Gibt es auch neue Herausforderungen, die die erweiterte Familie mitbringt? 

Wir müssen aufpassen, dass Oma und Opa sich nicht übernehmen. Wir haben in unserer neu gewonnenen Großfamilie schließlich vier kleine Jungs, die eine Menge Energie haben und viel  Beschäftigung brauchen. Und so cool, wie es auf den ersten Blick klingt, ist es natürlich nicht immer – es kommt  schon zu Reibereien.Wie das in Familien eben so ist. An manchen Tagen habe ich schlicht und einfach keine Lust, zu erklären, weshalb mein Sohn nachts wieder unruhig geschlafen hat.

Kann die Nähe auch anstrengend sein?

Nein, aber meine Eltern bürden sich viel auf. Man ist verleitet, die Entlastung anzunehmen. Manchmal muss ich aber klare Grenzen ziehen. Wenn meine Mutter anfängt, bei mir in der Wohnung zu putzen, geht das für mich in die falsche Richtung.

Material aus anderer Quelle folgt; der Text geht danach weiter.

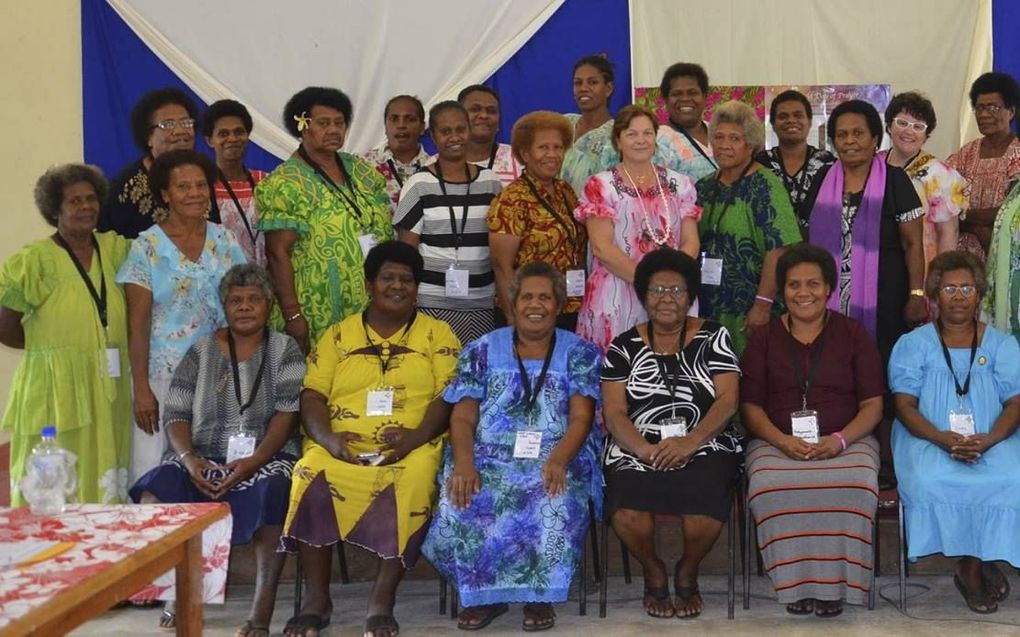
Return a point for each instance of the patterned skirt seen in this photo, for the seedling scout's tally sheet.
(815, 521)
(257, 501)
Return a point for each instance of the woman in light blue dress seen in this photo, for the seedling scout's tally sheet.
(955, 443)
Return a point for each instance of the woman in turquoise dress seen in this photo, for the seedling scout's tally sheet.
(522, 465)
(957, 389)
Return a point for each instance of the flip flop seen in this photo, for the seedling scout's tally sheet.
(377, 622)
(306, 621)
(996, 582)
(975, 600)
(491, 612)
(658, 595)
(543, 617)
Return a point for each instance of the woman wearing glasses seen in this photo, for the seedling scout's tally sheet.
(957, 389)
(669, 388)
(162, 120)
(990, 163)
(910, 119)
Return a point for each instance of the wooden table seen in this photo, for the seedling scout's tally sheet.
(117, 550)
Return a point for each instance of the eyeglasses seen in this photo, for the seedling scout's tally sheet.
(966, 290)
(903, 124)
(661, 290)
(170, 124)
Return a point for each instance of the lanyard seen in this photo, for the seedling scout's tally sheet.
(573, 233)
(99, 298)
(237, 202)
(729, 201)
(530, 397)
(458, 237)
(385, 362)
(237, 371)
(350, 200)
(962, 390)
(671, 382)
(806, 378)
(696, 145)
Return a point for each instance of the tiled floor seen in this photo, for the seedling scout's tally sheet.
(939, 611)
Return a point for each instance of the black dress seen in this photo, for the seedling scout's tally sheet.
(701, 486)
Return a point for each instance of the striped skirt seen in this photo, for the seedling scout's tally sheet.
(468, 325)
(815, 521)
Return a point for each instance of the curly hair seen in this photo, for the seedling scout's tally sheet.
(50, 188)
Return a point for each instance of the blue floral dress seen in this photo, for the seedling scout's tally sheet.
(515, 543)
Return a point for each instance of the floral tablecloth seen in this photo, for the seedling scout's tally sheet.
(104, 534)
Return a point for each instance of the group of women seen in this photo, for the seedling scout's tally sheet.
(568, 323)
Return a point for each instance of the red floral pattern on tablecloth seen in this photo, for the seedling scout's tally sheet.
(104, 534)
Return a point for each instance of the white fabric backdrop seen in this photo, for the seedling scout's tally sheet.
(260, 53)
(935, 46)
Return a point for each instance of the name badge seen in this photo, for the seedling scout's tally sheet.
(367, 243)
(711, 270)
(240, 445)
(804, 425)
(456, 282)
(575, 282)
(379, 403)
(528, 444)
(113, 362)
(673, 428)
(962, 422)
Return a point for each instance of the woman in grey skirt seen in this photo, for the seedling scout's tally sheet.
(811, 395)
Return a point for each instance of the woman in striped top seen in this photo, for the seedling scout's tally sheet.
(442, 212)
(811, 394)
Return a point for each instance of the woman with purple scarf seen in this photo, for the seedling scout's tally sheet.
(868, 216)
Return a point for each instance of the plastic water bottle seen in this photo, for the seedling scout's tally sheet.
(49, 476)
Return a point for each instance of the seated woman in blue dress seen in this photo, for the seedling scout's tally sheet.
(522, 464)
(957, 389)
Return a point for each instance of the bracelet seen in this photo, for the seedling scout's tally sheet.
(843, 440)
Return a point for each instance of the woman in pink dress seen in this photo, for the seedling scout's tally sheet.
(629, 210)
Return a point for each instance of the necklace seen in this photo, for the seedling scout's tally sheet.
(663, 239)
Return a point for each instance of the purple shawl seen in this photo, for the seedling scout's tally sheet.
(824, 229)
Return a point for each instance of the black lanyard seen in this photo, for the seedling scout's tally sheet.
(530, 397)
(961, 389)
(458, 237)
(729, 200)
(99, 298)
(573, 233)
(806, 378)
(237, 202)
(237, 370)
(670, 382)
(351, 199)
(385, 362)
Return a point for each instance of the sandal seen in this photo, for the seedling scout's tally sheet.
(379, 622)
(827, 608)
(977, 602)
(250, 629)
(476, 618)
(801, 606)
(306, 622)
(684, 598)
(997, 585)
(657, 602)
(538, 617)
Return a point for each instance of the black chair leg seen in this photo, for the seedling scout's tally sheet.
(342, 556)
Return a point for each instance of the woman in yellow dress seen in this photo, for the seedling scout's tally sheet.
(374, 423)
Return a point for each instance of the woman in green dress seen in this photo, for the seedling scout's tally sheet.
(61, 305)
(321, 211)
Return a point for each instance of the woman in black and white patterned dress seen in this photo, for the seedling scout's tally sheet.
(669, 388)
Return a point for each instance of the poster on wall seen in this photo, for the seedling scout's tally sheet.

Wie würden Sie leben, wenn Ihre Familie nicht in der Nähe wäre?

Ehrlich gesagt fände ich das gar nicht  toll, wenn wir als Kleinfamilie alleine wären. Ich würde schauen, dass wir wenigstens in der Nähe von befreundeten Familien wohnen würden. Damit  man nicht völlig isoliert ist und die ganze Verantwortung allein trägt.